Like everywhere else, the soils in the Arctic are not free of metals. However, if these metals are released much faster than they are currently, the rivers will turn red.

“We believe that the thawing of the ground there is happening faster than it would elsewhere,” Poulin said. “This is really an unexpected consequence of climate change.”

The study found that the most drastic increases in metal pollution occurred in 2017 and 2018, which, not coincidentally, were the warmest years on record.

And it's not just an eyesore. High levels of metals in the water are terrible for the animals that depend on the water, not to mention the communities downstream.

The study will continue in the coming years, and researchers hope to answer more questions about how big the impact of the rusty rivers will be in the future. And with any luck, they can give us a starting point for cleaning up the mess we've made.

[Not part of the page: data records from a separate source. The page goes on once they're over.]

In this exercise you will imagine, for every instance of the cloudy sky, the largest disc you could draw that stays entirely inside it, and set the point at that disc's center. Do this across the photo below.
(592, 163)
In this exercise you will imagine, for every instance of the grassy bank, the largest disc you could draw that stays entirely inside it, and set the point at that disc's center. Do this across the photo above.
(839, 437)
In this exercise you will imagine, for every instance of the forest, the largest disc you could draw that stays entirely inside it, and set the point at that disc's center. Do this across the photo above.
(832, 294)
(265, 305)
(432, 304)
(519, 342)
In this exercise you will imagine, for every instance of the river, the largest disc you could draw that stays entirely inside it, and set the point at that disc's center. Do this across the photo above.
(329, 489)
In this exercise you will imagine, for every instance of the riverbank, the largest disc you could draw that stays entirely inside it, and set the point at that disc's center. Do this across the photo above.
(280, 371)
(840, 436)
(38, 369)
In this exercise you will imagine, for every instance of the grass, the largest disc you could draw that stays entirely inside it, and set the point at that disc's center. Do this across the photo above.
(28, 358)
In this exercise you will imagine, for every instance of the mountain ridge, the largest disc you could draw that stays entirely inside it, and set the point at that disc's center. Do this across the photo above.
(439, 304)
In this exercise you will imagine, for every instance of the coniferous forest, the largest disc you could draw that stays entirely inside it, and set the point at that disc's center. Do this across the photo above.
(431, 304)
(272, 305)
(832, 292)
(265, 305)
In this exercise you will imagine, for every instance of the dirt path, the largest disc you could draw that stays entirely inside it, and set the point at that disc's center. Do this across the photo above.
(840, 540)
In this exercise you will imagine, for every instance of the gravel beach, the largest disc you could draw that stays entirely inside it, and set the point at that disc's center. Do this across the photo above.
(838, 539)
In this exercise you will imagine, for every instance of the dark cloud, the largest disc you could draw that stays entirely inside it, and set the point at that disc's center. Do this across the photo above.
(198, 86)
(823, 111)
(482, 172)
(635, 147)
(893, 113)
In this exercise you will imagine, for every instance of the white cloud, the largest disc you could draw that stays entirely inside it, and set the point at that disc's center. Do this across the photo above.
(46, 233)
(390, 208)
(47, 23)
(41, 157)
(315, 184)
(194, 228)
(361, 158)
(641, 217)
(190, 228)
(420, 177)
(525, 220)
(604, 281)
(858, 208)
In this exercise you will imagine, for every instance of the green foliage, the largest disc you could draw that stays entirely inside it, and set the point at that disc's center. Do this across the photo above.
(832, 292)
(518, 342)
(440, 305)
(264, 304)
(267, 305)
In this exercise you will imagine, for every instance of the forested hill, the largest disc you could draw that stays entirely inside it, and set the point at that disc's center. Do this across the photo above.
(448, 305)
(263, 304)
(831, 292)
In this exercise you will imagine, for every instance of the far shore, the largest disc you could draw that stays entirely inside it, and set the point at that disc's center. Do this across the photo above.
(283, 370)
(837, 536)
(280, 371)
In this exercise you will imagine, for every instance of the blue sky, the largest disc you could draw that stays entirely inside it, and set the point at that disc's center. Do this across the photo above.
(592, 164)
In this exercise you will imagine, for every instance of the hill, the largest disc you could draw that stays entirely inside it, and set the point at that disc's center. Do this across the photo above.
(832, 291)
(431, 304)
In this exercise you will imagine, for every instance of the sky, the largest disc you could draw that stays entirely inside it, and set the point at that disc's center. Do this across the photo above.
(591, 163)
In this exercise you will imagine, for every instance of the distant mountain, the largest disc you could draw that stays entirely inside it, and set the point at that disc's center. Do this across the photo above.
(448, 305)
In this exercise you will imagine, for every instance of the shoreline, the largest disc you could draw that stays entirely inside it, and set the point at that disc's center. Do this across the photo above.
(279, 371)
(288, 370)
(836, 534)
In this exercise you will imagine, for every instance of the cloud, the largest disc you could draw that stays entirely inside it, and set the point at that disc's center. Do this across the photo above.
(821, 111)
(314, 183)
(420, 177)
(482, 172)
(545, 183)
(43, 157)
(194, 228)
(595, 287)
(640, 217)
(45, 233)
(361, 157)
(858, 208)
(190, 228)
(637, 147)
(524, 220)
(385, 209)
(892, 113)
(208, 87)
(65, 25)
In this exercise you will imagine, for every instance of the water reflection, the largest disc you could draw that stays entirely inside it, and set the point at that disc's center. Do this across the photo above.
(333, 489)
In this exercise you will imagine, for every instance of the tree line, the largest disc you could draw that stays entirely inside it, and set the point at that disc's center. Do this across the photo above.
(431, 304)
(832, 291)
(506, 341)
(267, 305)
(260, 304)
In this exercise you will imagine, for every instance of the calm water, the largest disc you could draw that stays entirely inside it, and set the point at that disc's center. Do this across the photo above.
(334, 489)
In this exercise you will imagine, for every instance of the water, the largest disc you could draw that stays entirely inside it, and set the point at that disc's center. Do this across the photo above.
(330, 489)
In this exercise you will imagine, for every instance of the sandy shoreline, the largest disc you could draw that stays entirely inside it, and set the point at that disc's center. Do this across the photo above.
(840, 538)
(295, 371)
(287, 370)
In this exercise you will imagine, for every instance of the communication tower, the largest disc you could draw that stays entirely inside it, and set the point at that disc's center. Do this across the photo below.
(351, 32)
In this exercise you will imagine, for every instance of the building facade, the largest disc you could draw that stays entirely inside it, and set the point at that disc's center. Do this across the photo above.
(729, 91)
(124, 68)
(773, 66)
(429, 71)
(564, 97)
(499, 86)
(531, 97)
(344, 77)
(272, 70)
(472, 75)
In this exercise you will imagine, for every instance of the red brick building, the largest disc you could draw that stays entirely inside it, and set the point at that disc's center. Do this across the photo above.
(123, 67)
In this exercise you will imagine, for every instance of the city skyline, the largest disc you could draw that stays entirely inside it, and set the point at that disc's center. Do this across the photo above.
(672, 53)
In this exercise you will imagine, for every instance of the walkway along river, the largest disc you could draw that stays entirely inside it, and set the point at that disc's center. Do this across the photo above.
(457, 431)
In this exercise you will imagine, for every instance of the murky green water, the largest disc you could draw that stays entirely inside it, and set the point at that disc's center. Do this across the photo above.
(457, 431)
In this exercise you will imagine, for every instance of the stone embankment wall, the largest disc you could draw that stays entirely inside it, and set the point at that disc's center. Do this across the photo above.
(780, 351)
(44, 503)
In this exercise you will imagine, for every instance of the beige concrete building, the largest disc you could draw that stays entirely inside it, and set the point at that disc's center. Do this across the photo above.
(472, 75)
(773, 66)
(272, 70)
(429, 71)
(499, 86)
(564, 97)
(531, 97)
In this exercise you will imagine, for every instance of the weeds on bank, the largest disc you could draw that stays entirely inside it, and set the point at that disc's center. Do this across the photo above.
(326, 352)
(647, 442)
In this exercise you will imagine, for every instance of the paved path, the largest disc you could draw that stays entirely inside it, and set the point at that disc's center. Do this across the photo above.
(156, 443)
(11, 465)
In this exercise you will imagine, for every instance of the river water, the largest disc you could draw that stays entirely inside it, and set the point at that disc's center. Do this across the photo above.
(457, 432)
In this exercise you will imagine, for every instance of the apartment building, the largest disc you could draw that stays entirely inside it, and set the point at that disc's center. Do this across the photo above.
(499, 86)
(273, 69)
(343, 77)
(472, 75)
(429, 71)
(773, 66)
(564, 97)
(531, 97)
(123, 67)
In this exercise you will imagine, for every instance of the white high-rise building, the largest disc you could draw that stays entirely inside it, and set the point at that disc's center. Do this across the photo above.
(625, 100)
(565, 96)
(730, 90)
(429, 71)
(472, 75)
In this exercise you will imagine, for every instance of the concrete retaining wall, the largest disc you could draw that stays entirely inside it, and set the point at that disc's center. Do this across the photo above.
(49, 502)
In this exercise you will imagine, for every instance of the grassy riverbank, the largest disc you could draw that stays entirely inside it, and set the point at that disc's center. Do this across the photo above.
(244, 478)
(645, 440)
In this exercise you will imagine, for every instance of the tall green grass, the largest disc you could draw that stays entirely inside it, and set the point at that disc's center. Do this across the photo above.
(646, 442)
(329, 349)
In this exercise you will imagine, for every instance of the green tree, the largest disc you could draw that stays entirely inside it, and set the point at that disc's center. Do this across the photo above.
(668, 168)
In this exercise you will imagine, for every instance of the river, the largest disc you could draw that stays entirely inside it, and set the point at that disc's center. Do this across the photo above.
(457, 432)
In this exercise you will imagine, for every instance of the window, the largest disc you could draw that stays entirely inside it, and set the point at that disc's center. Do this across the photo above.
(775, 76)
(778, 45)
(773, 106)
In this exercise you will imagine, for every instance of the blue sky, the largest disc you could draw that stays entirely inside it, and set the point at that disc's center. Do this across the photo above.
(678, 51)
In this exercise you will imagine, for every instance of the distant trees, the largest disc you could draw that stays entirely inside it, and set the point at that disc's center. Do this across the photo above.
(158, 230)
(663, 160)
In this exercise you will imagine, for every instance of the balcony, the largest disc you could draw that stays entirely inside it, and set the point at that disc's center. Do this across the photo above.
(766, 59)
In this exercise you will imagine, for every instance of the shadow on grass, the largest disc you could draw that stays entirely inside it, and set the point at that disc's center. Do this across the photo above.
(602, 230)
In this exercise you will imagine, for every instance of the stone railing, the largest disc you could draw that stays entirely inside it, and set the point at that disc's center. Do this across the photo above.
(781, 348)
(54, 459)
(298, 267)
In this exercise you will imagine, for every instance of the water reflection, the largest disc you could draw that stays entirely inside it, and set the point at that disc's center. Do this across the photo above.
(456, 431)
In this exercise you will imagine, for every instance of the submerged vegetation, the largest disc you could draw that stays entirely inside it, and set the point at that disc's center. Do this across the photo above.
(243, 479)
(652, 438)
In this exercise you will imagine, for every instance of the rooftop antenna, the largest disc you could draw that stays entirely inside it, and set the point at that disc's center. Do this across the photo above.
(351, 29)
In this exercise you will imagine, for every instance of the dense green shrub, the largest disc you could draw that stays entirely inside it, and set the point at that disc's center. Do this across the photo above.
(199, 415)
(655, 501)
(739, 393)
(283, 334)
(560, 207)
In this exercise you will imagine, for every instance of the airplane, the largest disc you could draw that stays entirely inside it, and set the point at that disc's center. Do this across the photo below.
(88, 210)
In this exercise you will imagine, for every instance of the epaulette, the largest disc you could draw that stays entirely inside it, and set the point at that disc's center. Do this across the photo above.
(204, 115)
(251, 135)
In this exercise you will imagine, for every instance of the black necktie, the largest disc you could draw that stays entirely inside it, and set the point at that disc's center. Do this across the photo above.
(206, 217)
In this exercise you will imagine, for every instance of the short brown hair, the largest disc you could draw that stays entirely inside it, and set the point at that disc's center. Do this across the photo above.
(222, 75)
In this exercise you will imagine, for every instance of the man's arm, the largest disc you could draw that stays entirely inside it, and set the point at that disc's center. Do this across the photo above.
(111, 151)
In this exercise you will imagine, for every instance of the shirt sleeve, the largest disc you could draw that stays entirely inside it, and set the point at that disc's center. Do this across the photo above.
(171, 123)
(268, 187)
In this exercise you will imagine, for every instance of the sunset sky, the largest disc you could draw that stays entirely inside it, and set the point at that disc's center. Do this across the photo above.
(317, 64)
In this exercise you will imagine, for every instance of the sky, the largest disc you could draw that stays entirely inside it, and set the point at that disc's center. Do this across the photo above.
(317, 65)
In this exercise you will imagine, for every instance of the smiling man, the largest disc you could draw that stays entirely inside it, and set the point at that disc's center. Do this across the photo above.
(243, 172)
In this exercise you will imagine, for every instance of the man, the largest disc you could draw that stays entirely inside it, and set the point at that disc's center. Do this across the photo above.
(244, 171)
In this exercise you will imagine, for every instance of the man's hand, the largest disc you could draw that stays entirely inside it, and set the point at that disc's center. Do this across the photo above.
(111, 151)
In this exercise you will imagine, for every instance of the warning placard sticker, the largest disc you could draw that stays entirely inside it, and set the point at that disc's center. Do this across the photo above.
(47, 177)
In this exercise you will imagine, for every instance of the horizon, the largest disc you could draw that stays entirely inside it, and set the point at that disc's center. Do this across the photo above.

“Thawing permafrost can promote chemical weathering of minerals, microbial reduction of iron in soil, and transport of metals through groundwater into rivers,” the researchers warned. “Compared to clear reference rivers, orange rivers have lower pH, higher turbidity, and higher concentrations of sulfates, iron, and trace metals, supporting weathering of sulfide minerals as the primary mobilization process. River discoloration was associated with dramatic declines in macroinvertebrate diversity and fish abundance. These findings have significant implications for drinking water supplies and subsistence fisheries in rural Alaska.”